No more ‘Henmania’ as good old Tim steps down

“I was a good player who worked hard, gave everything I had to my profession and I don’t think you could ask for more than that.”

British tennis star Tim Henman has announced that he will retire next month, his last match being at the Davis Cup tie with Croatia. 

“I want to take a step back from the tennis world.”

After 14 years playing professionally, the 32 year old former British number 1 has admitted his injuries have been getting the better of him.  Until 2 summers ago Tim was still in the worlds top 10, but for the first time in 12 years he will drop out of the top 100 if he loses his match with Dmitry Tursunov in his US Open first round match.  Speaking abot his injuries he said:

“The way that it’s affected my performance has obviously made my life a little bit harder and probably a little bit less enjoyable…  It’s absolutely the right time for me.  I have no doubts whatsoever.  It’s not necessarily the end, but I’d like to think it’s a new beginning.”

Two things have been key in his decision to retire.  Firstly, he has had a painful back condition for a few years now, and when he started playing on the hard courts again last month in Washington the pain was too much and aided his decision to stop.  He has decided that he would like to spend more time with his family, and the fact that his lovely wife, Lucy, is expecting their third child next month pretty much finalised his decision to retire sooner rather than later.

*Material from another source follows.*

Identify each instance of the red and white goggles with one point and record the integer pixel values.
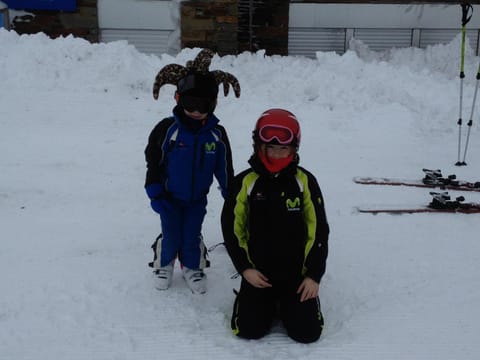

“I will miss the competition the most.”

So after the US Open, his final Grand Slam, Henman will play his final match at the All England Club in next month’s Davis Cup tie, much as his former rival Greg Rusedski did earlier this year.  Throughout his career, Tim has won 10 ATP Tour titles.  However his dream of winning a major grand slam tournament, especially Wimbledon, has always eluded him and he has suffered defeats in six grand slam semi-finals.  He admitted he originally wanted to play one more Wimbledon next year but changed his mind because of health issues with his knee and bad back.

“I played some of my best tennis at Wimbledon and that’s something I’ll always be proud of. My record was good there but it was always a goal of mine to win the tournament. Am I disappointed I didn’t win it? Yes I am. But when I reflect on my career, I was always able to maximize my potential. This was as good as I could have been.”

When asked if he was do it all over again, would he do anything differently Tim replied:

“Yeah, of course, against Goran.”

For those who dont know, in 2001 Tim came within two points of becoming the first British man to reach the Wimbledon final since Bunny Austin in 1938.  However he ended up losing a five-set marathon game to eventual champion Goran Ivanisevic in a match that was played over three days because of rain.

It seems likely that Tim will concentrate on his property empire, and perhaps even a coaching or mentoring role with the LTA.  He has been doing that informally for quite a while though, particularly with the Andy and Jamie Murray, who have both benefited from Tims support.  With both Tim and Greg Rusedskis retiring, men’s British tennis must now move on to a new era in which rising star Andy Murray is expected to dominate.

“Hopefully the pieces have been put in place for the next generation and Andy, fingers crossed, will play a big part in that.”